Deploying Large Language Models with SageMaker Asynchronous Inference

Author:Murphy | View: 22029 | Time: 2025-03-22 23:06:46

LLMs continue to burst in popularity and so do the number of ways to host and deploy them for inference. The challenges with LLM hosting have been well documented particularly due to the size of the model and ensuring optimal usage of the hardware that they are deployed on. LLM use-cases also vary. Some may require real-time based response times, while others have a more near real-time based latency requirement.

For the latter and for more offline inference use-cases, SageMaker Asynchronous Inference serves as a great option. With Asynchronous Inference, as the name suggests we focus on a more near real-time based workload where the latency is not necessary super strict, but still requires an active endpoint that can be invoked and scaled as necessary. Specifically within LLMs these types of workloads are becoming more and more popular with use-cases such as Content Editing/Generation, Summarization, and more. All of these workloads don't need sub-second responses, but still require a timely inference that they can invoke as needed as opposed to a fully offline nature such as that of a SageMaker Batch Transform.

In this example, we'll take a look at how we can use the HuggingFace Text Generation Inference Server in conjunction with SageMaker Asynchronous Endpoints to host the Flan-T-5-XXL Model.

NOTE: This article assumes a basic understanding of Python, LLMs, and Amazon SageMaker. To get started with Amazon SageMaker Inference, I would reference the following guide. We will cover the basics of SageMaker Asynchronous Inference, but for a deeper introduction refer to the starter example here that we will be building off of.

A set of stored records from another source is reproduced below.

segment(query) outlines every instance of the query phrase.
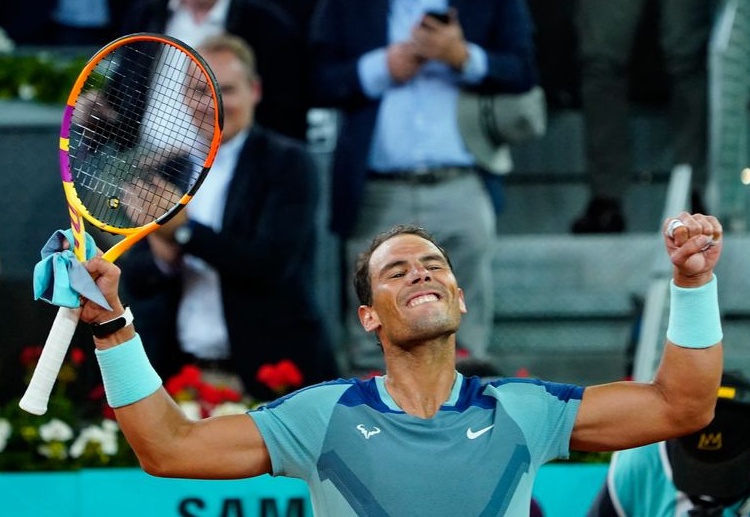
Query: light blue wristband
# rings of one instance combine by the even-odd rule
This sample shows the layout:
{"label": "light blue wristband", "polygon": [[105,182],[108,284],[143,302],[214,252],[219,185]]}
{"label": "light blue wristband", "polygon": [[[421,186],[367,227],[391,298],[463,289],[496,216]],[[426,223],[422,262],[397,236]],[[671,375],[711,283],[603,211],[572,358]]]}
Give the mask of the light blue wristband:
{"label": "light blue wristband", "polygon": [[708,348],[724,337],[716,275],[700,287],[670,285],[667,339],[685,348]]}
{"label": "light blue wristband", "polygon": [[95,353],[111,407],[138,402],[161,386],[161,378],[151,366],[138,334],[121,345]]}

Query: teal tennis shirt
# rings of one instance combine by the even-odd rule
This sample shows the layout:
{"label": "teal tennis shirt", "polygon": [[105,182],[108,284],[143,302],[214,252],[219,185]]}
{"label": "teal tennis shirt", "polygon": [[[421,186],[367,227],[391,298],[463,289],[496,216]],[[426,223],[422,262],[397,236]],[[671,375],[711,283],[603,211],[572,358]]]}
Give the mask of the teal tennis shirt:
{"label": "teal tennis shirt", "polygon": [[583,388],[456,373],[428,419],[383,377],[318,384],[248,414],[274,476],[304,479],[316,515],[528,516],[534,476],[567,458]]}

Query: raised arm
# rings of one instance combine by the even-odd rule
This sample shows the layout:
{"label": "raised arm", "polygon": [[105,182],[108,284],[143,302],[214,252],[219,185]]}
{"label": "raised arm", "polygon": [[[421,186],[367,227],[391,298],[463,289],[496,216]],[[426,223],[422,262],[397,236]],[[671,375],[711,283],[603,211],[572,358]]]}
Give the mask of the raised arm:
{"label": "raised arm", "polygon": [[[102,323],[125,312],[118,296],[120,270],[100,258],[86,263],[113,307],[84,301],[81,320]],[[107,399],[143,469],[163,477],[226,479],[268,473],[265,443],[247,415],[213,417],[198,422],[185,417],[161,386],[161,380],[133,324],[94,338]]]}
{"label": "raised arm", "polygon": [[[673,223],[677,219],[679,223]],[[713,418],[723,366],[713,270],[721,255],[718,220],[683,212],[664,222],[673,264],[670,319],[650,383],[585,390],[571,437],[574,450],[615,450],[696,431]]]}

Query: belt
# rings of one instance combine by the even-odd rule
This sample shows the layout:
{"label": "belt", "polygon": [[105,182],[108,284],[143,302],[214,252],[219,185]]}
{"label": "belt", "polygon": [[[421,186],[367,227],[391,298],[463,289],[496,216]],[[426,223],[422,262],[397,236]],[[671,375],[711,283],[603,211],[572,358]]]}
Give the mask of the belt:
{"label": "belt", "polygon": [[435,185],[474,171],[473,167],[433,167],[393,171],[368,171],[367,178],[378,181],[401,181],[411,185]]}

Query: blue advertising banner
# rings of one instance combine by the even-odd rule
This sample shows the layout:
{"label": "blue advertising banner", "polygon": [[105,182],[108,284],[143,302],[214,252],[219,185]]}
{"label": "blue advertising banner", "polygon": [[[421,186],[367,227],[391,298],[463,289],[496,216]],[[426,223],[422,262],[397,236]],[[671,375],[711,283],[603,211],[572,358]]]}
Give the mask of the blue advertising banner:
{"label": "blue advertising banner", "polygon": [[[603,464],[550,464],[534,497],[545,517],[585,515]],[[42,517],[312,517],[307,485],[261,476],[231,481],[163,479],[139,469],[0,472],[0,515]]]}

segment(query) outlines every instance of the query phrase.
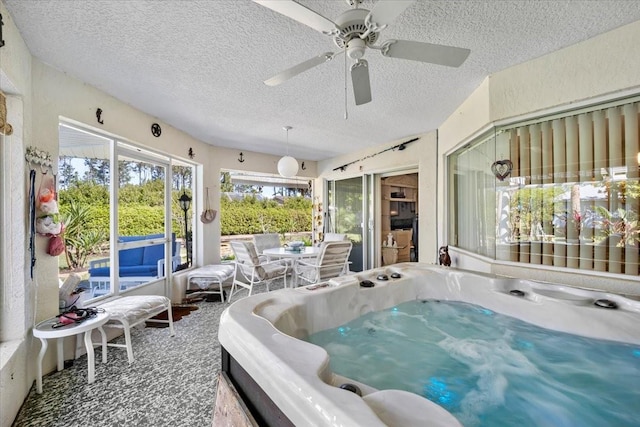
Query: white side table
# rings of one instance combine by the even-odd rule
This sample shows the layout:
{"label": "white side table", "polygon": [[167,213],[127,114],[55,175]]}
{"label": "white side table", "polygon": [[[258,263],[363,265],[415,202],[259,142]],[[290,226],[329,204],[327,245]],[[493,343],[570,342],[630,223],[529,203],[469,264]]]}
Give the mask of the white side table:
{"label": "white side table", "polygon": [[95,356],[93,353],[91,332],[97,328],[102,335],[102,363],[106,363],[107,335],[104,333],[102,325],[107,323],[109,317],[110,314],[107,312],[98,313],[96,317],[85,320],[82,323],[72,323],[70,325],[61,326],[59,328],[53,327],[53,325],[58,322],[58,319],[53,317],[51,319],[47,319],[43,322],[38,323],[36,327],[33,328],[33,336],[36,338],[40,338],[40,341],[42,342],[42,348],[40,349],[40,354],[38,355],[38,376],[36,377],[36,388],[38,394],[42,394],[42,359],[44,359],[44,355],[47,352],[47,340],[52,338],[57,339],[58,341],[58,371],[61,371],[64,369],[64,340],[62,338],[70,337],[84,332],[84,345],[87,348],[87,364],[89,365],[88,382],[89,384],[93,383],[93,381],[95,380]]}

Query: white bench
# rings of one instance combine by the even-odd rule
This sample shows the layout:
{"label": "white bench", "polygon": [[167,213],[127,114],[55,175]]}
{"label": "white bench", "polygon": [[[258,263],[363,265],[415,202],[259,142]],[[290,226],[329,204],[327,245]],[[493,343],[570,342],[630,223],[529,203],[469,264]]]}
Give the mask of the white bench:
{"label": "white bench", "polygon": [[[219,294],[220,301],[224,302],[224,291],[222,284],[233,277],[234,267],[229,264],[210,264],[204,267],[196,268],[189,272],[187,276],[187,288],[189,291],[191,284],[198,286],[199,290],[193,294]],[[217,285],[217,289],[212,289],[212,285]]]}
{"label": "white bench", "polygon": [[[124,344],[107,343],[110,347],[121,347],[127,349],[129,363],[133,363],[133,347],[131,345],[131,328],[142,322],[168,323],[169,335],[174,336],[173,316],[171,313],[171,300],[159,295],[140,295],[130,297],[120,297],[104,304],[98,308],[103,308],[111,317],[104,325],[104,328],[122,329],[124,332]],[[167,311],[167,319],[152,319],[163,311]]]}

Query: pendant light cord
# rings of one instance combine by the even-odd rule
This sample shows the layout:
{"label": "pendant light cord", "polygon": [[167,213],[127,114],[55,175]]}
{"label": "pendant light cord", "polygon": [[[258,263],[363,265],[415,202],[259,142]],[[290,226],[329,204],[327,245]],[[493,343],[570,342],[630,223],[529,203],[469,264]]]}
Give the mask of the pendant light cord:
{"label": "pendant light cord", "polygon": [[291,129],[291,126],[284,126],[283,129],[287,131],[287,156],[288,156],[289,155],[289,130]]}
{"label": "pendant light cord", "polygon": [[347,54],[344,55],[344,119],[349,118],[349,112],[347,111]]}

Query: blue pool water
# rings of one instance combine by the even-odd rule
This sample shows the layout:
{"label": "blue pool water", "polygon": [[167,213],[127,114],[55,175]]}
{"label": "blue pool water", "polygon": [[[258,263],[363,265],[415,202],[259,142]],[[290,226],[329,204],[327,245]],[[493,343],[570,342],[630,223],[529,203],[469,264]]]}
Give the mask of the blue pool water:
{"label": "blue pool water", "polygon": [[640,426],[638,345],[435,300],[369,313],[308,341],[327,350],[333,372],[424,396],[467,427]]}

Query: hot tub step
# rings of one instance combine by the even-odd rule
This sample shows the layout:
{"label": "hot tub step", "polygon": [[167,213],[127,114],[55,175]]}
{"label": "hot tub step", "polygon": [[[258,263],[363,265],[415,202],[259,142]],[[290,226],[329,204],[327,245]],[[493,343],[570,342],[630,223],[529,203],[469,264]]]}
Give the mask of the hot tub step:
{"label": "hot tub step", "polygon": [[218,374],[216,406],[212,425],[216,427],[259,427],[224,372]]}

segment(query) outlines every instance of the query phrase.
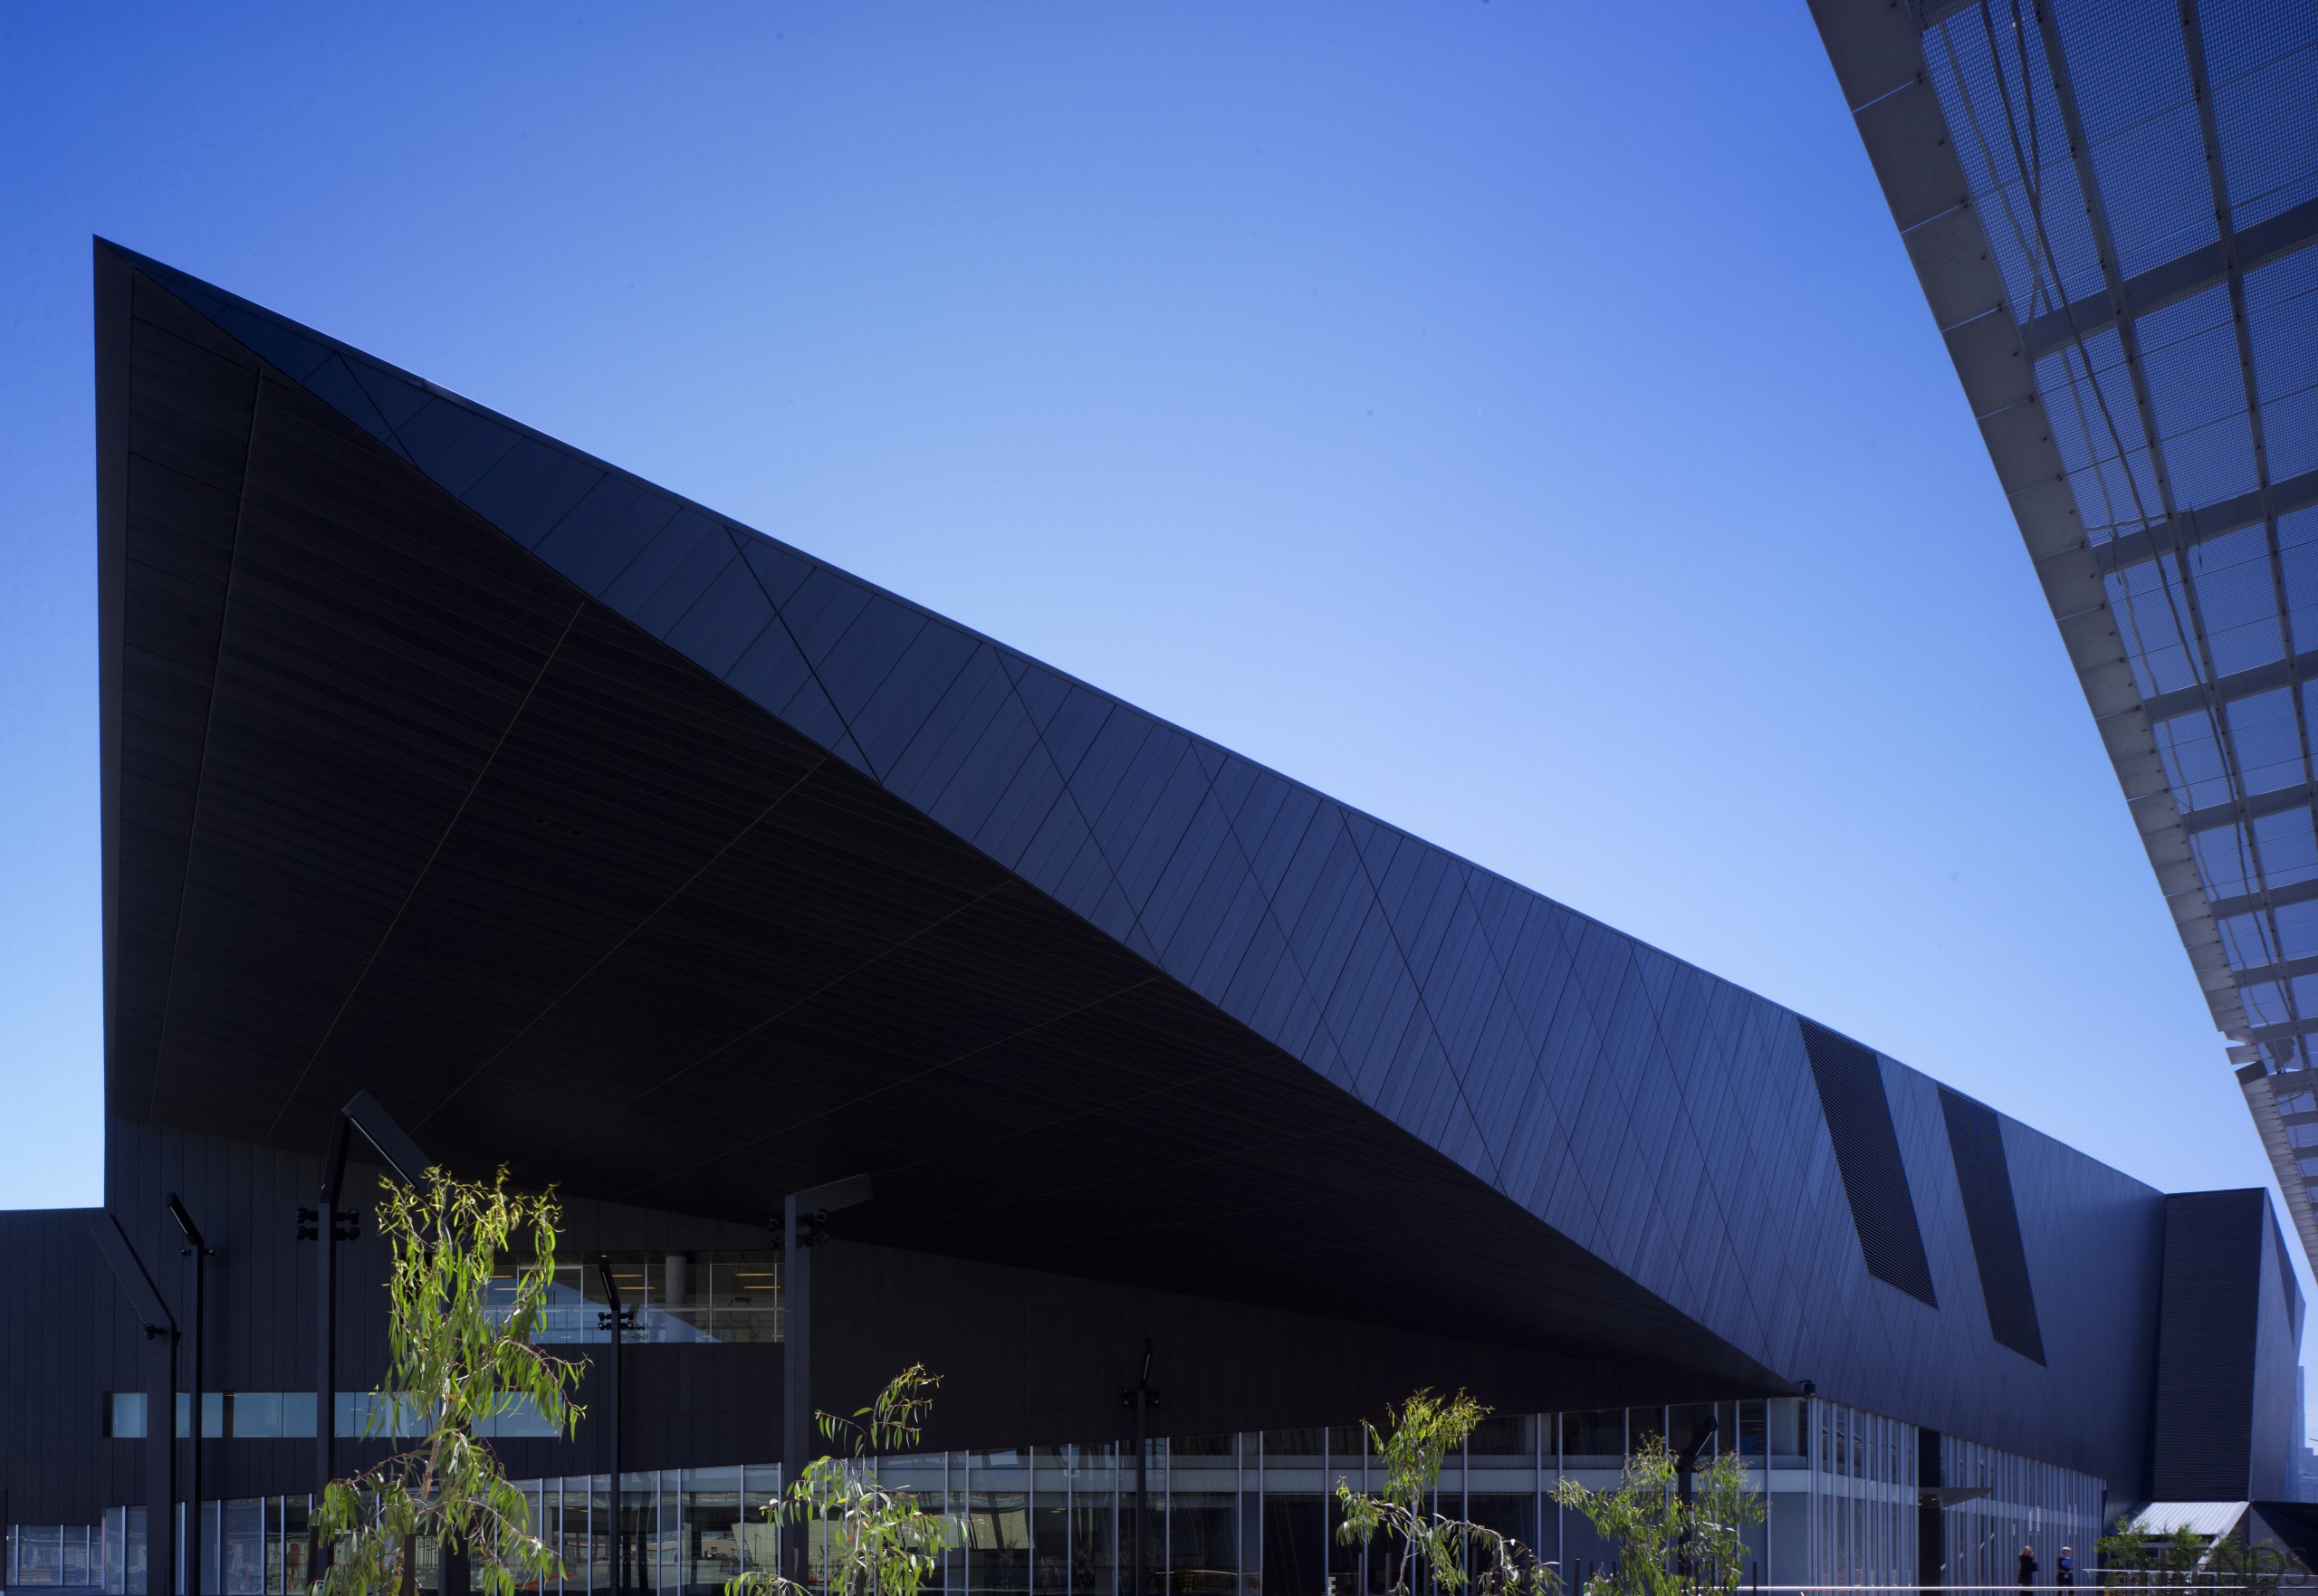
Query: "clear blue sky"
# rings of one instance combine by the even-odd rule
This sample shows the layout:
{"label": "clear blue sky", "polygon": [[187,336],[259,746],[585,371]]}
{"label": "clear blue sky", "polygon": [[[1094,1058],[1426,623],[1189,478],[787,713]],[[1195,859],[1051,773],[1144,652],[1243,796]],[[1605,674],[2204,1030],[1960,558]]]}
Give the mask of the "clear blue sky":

DISCLAIMER: I am a Machine Learning Architect at AWS and my opinions are my own.

When to use SageMaker Asynchronous Inference
TGI Asynchronous Inference Implementation a. Setup & Endpoint Deployment b. Asynchronous Inference Invocation c. AutoScaling Setup
Additional Resources & Conclusion

1. When to use SageMaker Asynchronous Inference

SageMaker Inference currently has four different options that you can utilize depending on your use-case. There are three endpoint driven options and one for complete offline inference:

Endpoint Driven Options:
SageMaker Real-Time Inference: For sub-second/millisecond latency and high throughput workloads. This endpoint can utilize CPU, GPU, or Inferentia Chips, and apply AutoScaling at a hardware level to scale up your infrastructure. Common use-cases include Ad-Tech based predictions, Real-Time Chatbots, and more.
SageMaker Serverless Inference: Best for spiky, intermittent workloads that can tolerate a cold-start (can mitigate with Provisioned Concurrency). Here you don't manage any infrastructure behind your endpoint and scaling is taken care off for you.
SageMaker Asynchronous Inference: This is the option we'll be considering today, and with Asynchronous Inference you ideally have near real-time based latency requirements and will still have dedicated hardware that you define for your endpoint. Unlike Real-Time Inference, however with Asynchronous Inference you have the option to be able to scale down to 0 instances behind an endpoint. With Asynchronous Inference, you can use the built-in queue to manage your requests and scale depending on how full this queue is.
Offline Inference:
SageMaker Batch Transform: Best to utilize when you have a dataset and just need the outputs returned as a dataset. There is no persistent endpoint and this is completely offline inference. A common use-case is to run Batch Transform jobs at a certain scheduled time if you know you have datasets that you need inference to be conducted on at a certain cadence.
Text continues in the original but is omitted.